Bin mal gleich ne 30km Runde geradelt. Sitzt perfekt und hält super warm. Bei 11Grad war es fast zu warm. Denke mal bis zarte Minusgrade ist die fahrbar.
Trotzdem danke für Eure Hilfe.


----------



## AlbertBikestein (15. Oktober 2011)

norman68 schrieb:


> Ich denke ehr das die Beinlinge anhaben zu ihrer kurzen Hose.



ja das glaub ich auch  also ich mach das so, dass ich die lange anliegende winterrad hose drunter zieh und drüber meine weite Radhose.


----------



## dre (15. Oktober 2011)

dubbel schrieb:


> das habe ich bis heute nicht verstanden, was das soll mit der radhose drüber.



... das hat noch kein normaler Mensch verstanden. Hatte zu diesem Thema mal einen eigenen Fred eröffnet. Und da habe ich gelernt, dass es wohl wichtig sei, zu sehen welcher Baumarkt oder welches Nagelstudio den falsch behosten Biker mit nix sponsert.


----------



## AlbertBikestein (16. Oktober 2011)

AlbertBikestein schrieb:


> ja das glaub ich auch  also ich mach das so, dass ich die lange anliegende winterrad hose drunter zieh und drüber meine *weite Radhose*.
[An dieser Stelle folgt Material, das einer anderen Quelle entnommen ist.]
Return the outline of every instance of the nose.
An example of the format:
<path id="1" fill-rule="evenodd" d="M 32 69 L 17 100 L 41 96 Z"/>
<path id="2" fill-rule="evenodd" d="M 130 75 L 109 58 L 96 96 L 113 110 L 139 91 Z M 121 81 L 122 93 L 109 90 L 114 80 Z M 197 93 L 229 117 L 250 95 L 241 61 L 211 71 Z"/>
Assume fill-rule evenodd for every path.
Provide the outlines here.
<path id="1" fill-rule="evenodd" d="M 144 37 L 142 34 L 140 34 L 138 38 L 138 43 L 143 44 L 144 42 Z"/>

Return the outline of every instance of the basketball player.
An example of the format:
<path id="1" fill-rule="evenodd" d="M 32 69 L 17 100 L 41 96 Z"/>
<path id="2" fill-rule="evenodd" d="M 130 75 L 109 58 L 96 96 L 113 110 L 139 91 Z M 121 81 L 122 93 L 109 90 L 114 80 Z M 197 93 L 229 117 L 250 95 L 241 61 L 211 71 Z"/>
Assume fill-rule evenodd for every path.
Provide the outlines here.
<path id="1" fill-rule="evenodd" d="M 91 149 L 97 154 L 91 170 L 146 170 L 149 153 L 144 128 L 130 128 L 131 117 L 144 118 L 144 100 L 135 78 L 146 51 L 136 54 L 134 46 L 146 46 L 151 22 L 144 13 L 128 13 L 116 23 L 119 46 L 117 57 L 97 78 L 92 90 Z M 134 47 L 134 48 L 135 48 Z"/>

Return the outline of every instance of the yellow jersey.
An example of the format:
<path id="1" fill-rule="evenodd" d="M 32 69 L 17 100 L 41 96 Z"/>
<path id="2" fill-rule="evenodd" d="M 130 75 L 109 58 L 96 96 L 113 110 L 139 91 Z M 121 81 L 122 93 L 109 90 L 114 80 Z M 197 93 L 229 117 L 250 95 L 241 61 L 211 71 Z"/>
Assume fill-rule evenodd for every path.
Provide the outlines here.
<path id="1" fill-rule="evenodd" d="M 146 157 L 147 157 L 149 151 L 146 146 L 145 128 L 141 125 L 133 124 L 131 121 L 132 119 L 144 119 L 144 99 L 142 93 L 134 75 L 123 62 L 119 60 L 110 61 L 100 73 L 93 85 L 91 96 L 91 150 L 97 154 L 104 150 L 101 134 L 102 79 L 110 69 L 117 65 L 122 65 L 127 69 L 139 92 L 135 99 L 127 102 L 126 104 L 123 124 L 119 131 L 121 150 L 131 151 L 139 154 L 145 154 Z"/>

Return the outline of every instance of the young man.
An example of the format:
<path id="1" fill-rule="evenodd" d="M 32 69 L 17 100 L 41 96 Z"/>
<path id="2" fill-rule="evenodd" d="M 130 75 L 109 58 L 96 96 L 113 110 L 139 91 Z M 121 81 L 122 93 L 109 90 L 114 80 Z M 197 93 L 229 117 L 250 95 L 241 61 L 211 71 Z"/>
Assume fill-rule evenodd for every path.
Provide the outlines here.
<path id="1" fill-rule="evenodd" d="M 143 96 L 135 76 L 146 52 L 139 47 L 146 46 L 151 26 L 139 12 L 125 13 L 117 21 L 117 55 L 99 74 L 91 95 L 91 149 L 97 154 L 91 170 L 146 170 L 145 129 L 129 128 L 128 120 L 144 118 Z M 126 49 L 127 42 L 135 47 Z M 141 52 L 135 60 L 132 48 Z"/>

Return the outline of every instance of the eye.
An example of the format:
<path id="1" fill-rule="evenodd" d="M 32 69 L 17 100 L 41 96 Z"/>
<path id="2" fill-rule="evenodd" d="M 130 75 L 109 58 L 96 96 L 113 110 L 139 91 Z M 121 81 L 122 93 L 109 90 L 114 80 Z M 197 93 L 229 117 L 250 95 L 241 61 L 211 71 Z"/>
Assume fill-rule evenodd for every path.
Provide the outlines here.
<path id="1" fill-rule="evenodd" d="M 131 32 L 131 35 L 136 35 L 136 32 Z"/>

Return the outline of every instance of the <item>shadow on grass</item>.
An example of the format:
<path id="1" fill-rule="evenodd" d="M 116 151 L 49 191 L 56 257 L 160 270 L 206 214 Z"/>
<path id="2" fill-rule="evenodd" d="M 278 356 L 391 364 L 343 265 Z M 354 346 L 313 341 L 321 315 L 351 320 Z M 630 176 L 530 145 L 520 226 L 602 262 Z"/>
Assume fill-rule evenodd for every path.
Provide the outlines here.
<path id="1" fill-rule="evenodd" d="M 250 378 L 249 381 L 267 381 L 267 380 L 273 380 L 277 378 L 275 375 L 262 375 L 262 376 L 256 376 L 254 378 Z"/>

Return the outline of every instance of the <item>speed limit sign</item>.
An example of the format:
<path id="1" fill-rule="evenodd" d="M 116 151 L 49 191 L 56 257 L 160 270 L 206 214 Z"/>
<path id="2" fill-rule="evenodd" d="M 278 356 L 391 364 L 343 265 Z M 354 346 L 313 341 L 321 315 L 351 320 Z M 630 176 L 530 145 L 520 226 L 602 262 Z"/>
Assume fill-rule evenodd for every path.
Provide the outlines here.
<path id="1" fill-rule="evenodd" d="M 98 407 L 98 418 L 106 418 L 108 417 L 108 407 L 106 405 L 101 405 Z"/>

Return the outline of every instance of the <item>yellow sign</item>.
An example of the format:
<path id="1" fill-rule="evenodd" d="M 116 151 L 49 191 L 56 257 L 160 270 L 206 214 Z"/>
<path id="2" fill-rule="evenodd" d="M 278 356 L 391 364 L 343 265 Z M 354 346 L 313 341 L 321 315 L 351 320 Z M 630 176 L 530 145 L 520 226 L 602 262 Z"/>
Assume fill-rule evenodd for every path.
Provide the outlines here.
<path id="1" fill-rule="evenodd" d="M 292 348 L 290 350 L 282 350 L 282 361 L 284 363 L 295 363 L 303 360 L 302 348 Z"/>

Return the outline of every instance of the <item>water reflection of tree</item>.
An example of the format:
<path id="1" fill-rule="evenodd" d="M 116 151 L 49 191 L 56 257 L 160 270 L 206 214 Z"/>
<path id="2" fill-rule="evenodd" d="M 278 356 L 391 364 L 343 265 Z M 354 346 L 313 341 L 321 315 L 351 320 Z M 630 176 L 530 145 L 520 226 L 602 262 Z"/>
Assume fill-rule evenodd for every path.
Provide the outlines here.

damit meine ich nicht so eine gepolsterte sondern meine DH/FR hose.


----------



## Hofbiker (16. Oktober 2011)

Servus,

Ich habe mit dieser Hose einmal anständig investiert und viel Freude beim Biken! Sollte es doch einmal extrem kalt sein dann verwende ich noch die Funktion Skiunterwäsche von Odlo! Damit steht bei den kommenden Temperaturen nichts mehr im Wege!


----------



## Feddagawwl (16. Oktober 2011)

Sorry für meine komische Frage .. hat man nur eine solche Hose an + Unterwäsche? Halten die Hosen so warm ? Bin da noch etwas grün hinter den Ohren!


----------



## scylla (17. Oktober 2011)

Feddagawwl schrieb:


> Sorry für meine komische Frage .. hat man nur eine solche Hose an + Unterwäsche? Halten die Hosen so warm ? Bin da noch etwas grün hinter den Ohren!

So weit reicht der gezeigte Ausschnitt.